INTERACTIVE EXPERIMENT – PART 4 OF 4

13 Feb

This is the week my interactive experiment with you concludes. By now you should have two journals, one for each week of our interaction, representing the fourteen things that made you smile each day.

What was different about each of the two weeks that you were to find something daily to smile about? In part two of the experiment, you were simply asked to find something to smile about each day. To be sure, not necessarily an easy task, but a relatively simple one. Part three of the experiment changed the task. First you were asked to recall and write down the thing or event that made you smile. Second, you were asked to continue to find something to smile about each day. Third, you again had to recall and write down that which made you smile. The recording of the event (that which made you smile) and the knowledge of the recording requirement is the difference between part two and part three.

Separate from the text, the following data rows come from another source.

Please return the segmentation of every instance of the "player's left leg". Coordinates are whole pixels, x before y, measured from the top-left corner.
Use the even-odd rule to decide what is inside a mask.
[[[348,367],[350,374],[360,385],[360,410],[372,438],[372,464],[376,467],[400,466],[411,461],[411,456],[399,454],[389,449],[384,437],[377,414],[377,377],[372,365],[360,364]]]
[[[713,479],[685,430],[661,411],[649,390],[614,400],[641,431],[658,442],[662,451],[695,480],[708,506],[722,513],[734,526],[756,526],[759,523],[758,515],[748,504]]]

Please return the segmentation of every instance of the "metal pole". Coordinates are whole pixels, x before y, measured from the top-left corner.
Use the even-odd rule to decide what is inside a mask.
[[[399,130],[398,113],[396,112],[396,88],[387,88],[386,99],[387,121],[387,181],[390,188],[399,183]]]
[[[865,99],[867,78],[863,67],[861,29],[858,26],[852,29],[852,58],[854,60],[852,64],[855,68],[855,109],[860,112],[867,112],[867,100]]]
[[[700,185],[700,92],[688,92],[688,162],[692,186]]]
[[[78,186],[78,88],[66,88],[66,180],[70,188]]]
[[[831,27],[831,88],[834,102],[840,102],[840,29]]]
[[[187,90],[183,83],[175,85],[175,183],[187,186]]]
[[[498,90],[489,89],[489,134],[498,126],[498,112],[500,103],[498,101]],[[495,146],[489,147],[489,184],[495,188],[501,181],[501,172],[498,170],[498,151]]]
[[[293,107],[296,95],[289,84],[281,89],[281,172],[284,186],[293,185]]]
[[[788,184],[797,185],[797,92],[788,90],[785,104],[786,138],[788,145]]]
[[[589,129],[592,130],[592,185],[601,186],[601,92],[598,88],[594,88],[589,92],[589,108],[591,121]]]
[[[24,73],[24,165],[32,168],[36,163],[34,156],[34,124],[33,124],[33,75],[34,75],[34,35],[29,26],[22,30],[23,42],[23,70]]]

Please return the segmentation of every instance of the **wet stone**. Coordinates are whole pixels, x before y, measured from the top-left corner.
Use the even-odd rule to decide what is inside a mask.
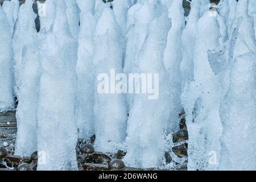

I think it is fair to say that in part two of the experiment, you simply smiled each day. That smile was pure and heart-felt. I would hazard a guess that in part three of the experiment, many of you focused not on the pure act of smiling each day, but rather, on being required to remember and to write down that which made you smile. Thus many felt “compelled” to smile and constrained to document the exact scenario that made you smile. Thus, the pure enjoyment of the smile was diminished.

I suggest that, in part three, you were more concerned with the recollection and recording of the thing, event, or object, that made you smile then you were in experiencing the smile itself. Recall the simply story in part one of this interaction. Your actions are like the candidate that entered my Dojo. The candidate focused on the black belt and not the knowledge that the belt symbolizes. As such, I suggest that your recorded notes, particularly in part three of this experiment, merely represent a symbol of your efforts. They are a reflection that your focus was on that symbol and not the experience of the joy the thing or event gave you that made you smile. I would suggest that a journal entry representing a heart-felt, pure smile might simply read, “I can’t recall what exactly made me smile that day, but I so thoroughly enjoyed it with my entire being.”

So, from this day forward, embrace the example of the candidate and the black belt. Do not focus on the symbol, simply experience, embrace and enjoy that which the symbol represents. Please continue to find something each and every day to smile about,. Do not worry about remember it, rather savor the moment; simply absorb, embrace and enjoy it. It’s okay if you don’t remember what made you smile, just remember you smiled and were happy!

Sensei John Szmitkowski, Soke, Jiriki Kata-Do

I smiled today when I played with computer generated photo effects and placed Goshin-Do/Ryu Karate patches onto America’s Cup Racing Yachts. From left to right are the patches of Shihan Thomas DeFelice’s Goshin-Do Karate-Do, Shihan Wayne Norlander’s USA Goshin-Ryu Karate-Do and my Goshin-Do Karate-Do Issho Dojo patch.